Я вздрогнул, дрожь пробежала по моей спине, и я снова взглянул на Мак Канна. Он посмотрел на меня на этот раз предостерегающе. Шелвин тоже смотрел на меня.
— «Кукла!» — закричал Шелвин. — Он мне сказал — «Кукла!»
Мак Канн засмеялся, и Шелвин обернулся к нему. Я сказал торопливо:
— Я понимаю вас, кап. Он сказал, что кукла нанесла ему ранения. Это удивительное утверждение, конечно.
— Вы хотите сказать, что не верите мне? — спросил он свирепо.
— Да нет, я верю, что он вам это сказал, — ответил я. — Но продолжайте.
— Ну, конечно, вы скажете еще, что я был пьян, если поверил этому. Это и сказал мне лейтенант с картошкой вместо мозгов.
— Нет, нет, — торопливо уверил его я. Шелвин успокоился и продолжал:
— Я спросил пьяного: «А как его зовут?» — «Кого?» — «Да куколку, — сказал я. — Готов держать пари, что она блондинка, брюнетки не употребляют ножи». — «Кап, — сказал он торжественно. — Это была кукла. Мужского рода кукла. И когда я говорю „кукла“, я имею в виду только куклу. Я шел прогуливаясь. Я не отрицаю, что немного выпил, но был только навеселе. Я шел, размахивая тростью, и уронил ее у этих вот кустов. Я нагнулся, чтобы достать ее, и увидел куклу. Это была большая кукла, она лежала скрюченная в канавке, как будто ее потеряли. Я хотел поднять ее. Когда я дотронулся до нее, она вдруг вскочила, как будто я нажал пружину. Она прыгнула выше моей головы. Я удивился и испугался и начал искать ее, когда вдруг почувствовал страшную боль в икре, как будто ее прокололи.
Я подпрыгнул и увидел куклу с иглой в руке, приготовившуюся ударить меня снова». «Может быть, — спросил я, — это был карлик?» — «К черту карлика, — ответил он, — это была кукла, и она уколола меня шляпной иголкой. Она была двух футов высотой, с голубыми глазами. Она смеялась так, что у меня кровь похолодела от ужаса. И пока я стоял, парализованный страхом, она опять и опять ударяла меня. Я думал, что она убьет меня, и стал орать. А кто бы не стал? И вот вы пришли, и кукла снова нырнула в кусты. Ради Бога, кап, проводите меня до такси, потому что я не скрываю, что напуган до безумия». Поэтому я взял его за руку, уверенный в том, что спьяну ему всё это приснилось, и удивляясь про себя, откуда у него такие ранки на ногах. Мы прошли по бульвару. Он всё еще дрожал. Мы остановились, ожидая такси, когда вдруг он заорал: «Вот она идет!»

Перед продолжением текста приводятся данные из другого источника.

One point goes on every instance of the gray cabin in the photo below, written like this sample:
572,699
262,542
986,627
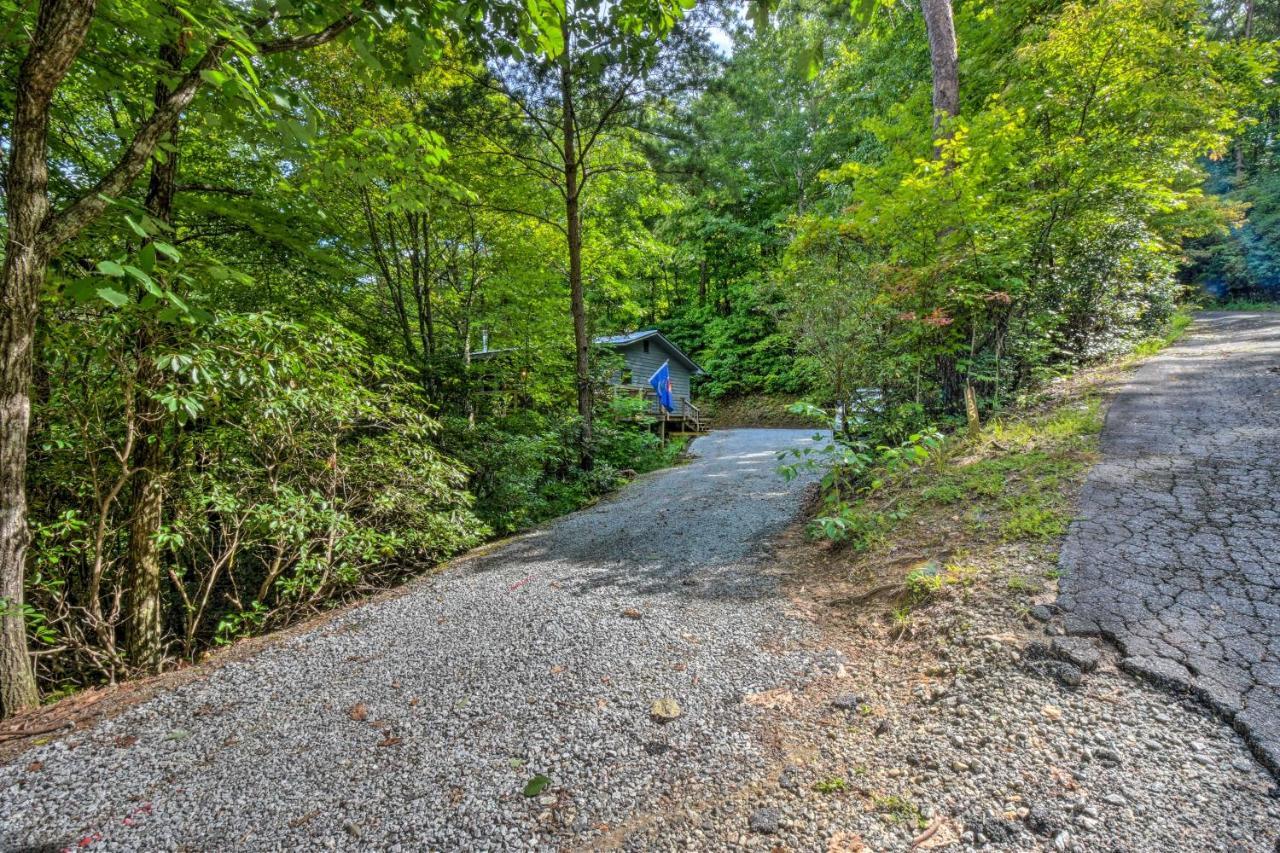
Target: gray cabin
643,352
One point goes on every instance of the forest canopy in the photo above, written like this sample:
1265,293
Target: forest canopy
300,297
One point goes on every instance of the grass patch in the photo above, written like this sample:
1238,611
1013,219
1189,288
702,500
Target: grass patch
1178,324
832,785
899,810
1246,305
968,521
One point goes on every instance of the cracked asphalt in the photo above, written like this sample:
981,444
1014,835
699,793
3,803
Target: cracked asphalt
1173,553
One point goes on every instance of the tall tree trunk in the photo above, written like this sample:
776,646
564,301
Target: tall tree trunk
946,104
144,614
942,58
60,30
35,236
574,229
1239,142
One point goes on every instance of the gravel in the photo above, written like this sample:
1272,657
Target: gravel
512,665
995,757
507,706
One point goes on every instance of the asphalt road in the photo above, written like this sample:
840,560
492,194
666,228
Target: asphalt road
1175,553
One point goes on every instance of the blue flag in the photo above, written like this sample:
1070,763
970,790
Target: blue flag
661,382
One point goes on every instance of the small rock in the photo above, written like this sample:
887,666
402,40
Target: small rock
1040,821
664,710
1106,756
1068,675
1077,651
764,820
848,701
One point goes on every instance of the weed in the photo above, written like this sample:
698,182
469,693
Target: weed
899,810
832,785
1032,520
1019,584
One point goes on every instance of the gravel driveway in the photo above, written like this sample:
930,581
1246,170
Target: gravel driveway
419,721
1174,552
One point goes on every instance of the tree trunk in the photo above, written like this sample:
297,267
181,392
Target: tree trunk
574,231
942,58
1239,142
144,614
59,35
35,236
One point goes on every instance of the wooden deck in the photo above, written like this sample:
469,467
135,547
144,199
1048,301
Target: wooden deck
685,419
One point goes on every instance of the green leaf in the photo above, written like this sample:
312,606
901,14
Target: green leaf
147,258
168,251
536,785
113,296
137,229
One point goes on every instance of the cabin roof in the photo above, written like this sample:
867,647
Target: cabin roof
636,337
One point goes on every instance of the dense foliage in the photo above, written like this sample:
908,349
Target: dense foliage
330,328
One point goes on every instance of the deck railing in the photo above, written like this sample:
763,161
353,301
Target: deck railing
685,409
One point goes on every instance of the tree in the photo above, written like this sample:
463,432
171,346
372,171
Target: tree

Я обернулся и вдруг увидел в тени что-то движущееся — не то кошку, не то собаку. Затем вдруг из-за поворота выехала машина, и эта кошка или собака сразу же попала под нее. Пьяный страшно закричал, а машина пронеслась с большой скоростью и не остановилась. Она скрылась прежде, чем я успел свистнуть. Мне показалось, что на мостовой что-то шевелится, и я всё еще считал, что это кошка или собака. Я подошел к тому, что лежало на мостовой.